MDC jest znane z tego, że jest w nim niebezpieczne i jest niedostatecznie obsadzone personelem. Ośrodek charakteryzuje wysoki wskaźnik śmiertelności i samobójstw. Obecnie w ośrodku przebywa około 1600 więźniów, z których wielu oczekuje na procesy. Podczas składania wniosku o zwolnienie Combsa za kaucją, prawnicy potentata zauważyli, że „kilka sądów w tym okręgu uznało, że warunki w Metropolitan Detention Center nie nadają się do tymczasowego aresztowania” i dodali:
– Wcześniej tego lata zamordowano tutaj więźnia. Co najmniej czterech więźniów popełniło tam samobójstwo w ciągu ostatnich trzech lat.
Prawnik Diddy’ego, Marc Agnifilo niedawno poprosił sąd o przeniesienie swojego klienta do Essex County Correctional Facility w Newark w stanie New Jersey. Sprawa jest obecnie rozpatrywana.
Jak donosi jednak magazyn People, Puff Daddy został objęty nadzorem, którym obejmowani są więzienie o skłonnościach samobójczych. Wszystko wskazuje na to, że władzom MDC nie na rękę byłoby, gdyby tak znanemu więźniowi jak Diddy, stała się tam krzywda.
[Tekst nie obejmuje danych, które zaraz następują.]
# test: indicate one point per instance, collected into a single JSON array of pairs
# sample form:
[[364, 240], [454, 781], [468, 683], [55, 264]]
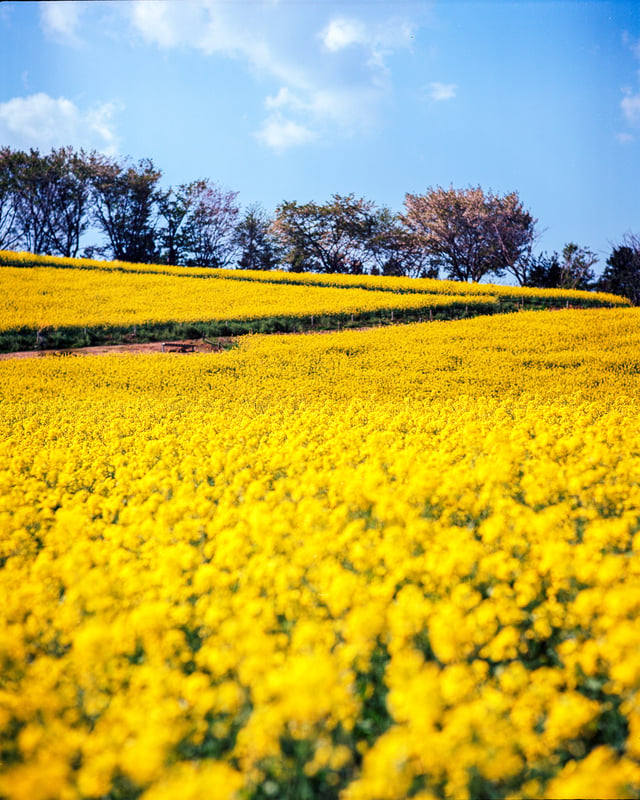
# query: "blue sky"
[[299, 99]]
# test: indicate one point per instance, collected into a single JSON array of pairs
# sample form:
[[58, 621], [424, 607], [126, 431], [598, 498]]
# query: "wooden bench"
[[178, 347]]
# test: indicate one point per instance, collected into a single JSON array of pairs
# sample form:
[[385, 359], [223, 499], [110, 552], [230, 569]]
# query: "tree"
[[9, 231], [70, 176], [174, 206], [34, 197], [622, 273], [255, 242], [325, 238], [394, 249], [125, 204], [544, 272], [576, 267], [210, 226], [571, 270], [469, 233]]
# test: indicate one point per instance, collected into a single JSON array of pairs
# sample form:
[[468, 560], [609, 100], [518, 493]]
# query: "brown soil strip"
[[117, 349]]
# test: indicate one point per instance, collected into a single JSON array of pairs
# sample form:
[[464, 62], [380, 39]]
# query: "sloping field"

Prawnik rapera twierdzi, że dyrektywa dotycząca nadzoru pod kątem samobójstw została wydana przez urzędników MDC jako rutynowy środek dla „nowych, znanych więźniów”. Dodał, że spędził sześć godzin z Combsem w ośrodku zatrzymań i powiedział, że „wcale nie ma myśli samobójczych”, ale raczej „jest silny, zdrowy, pewny siebie i skupiony na swojej obronie”.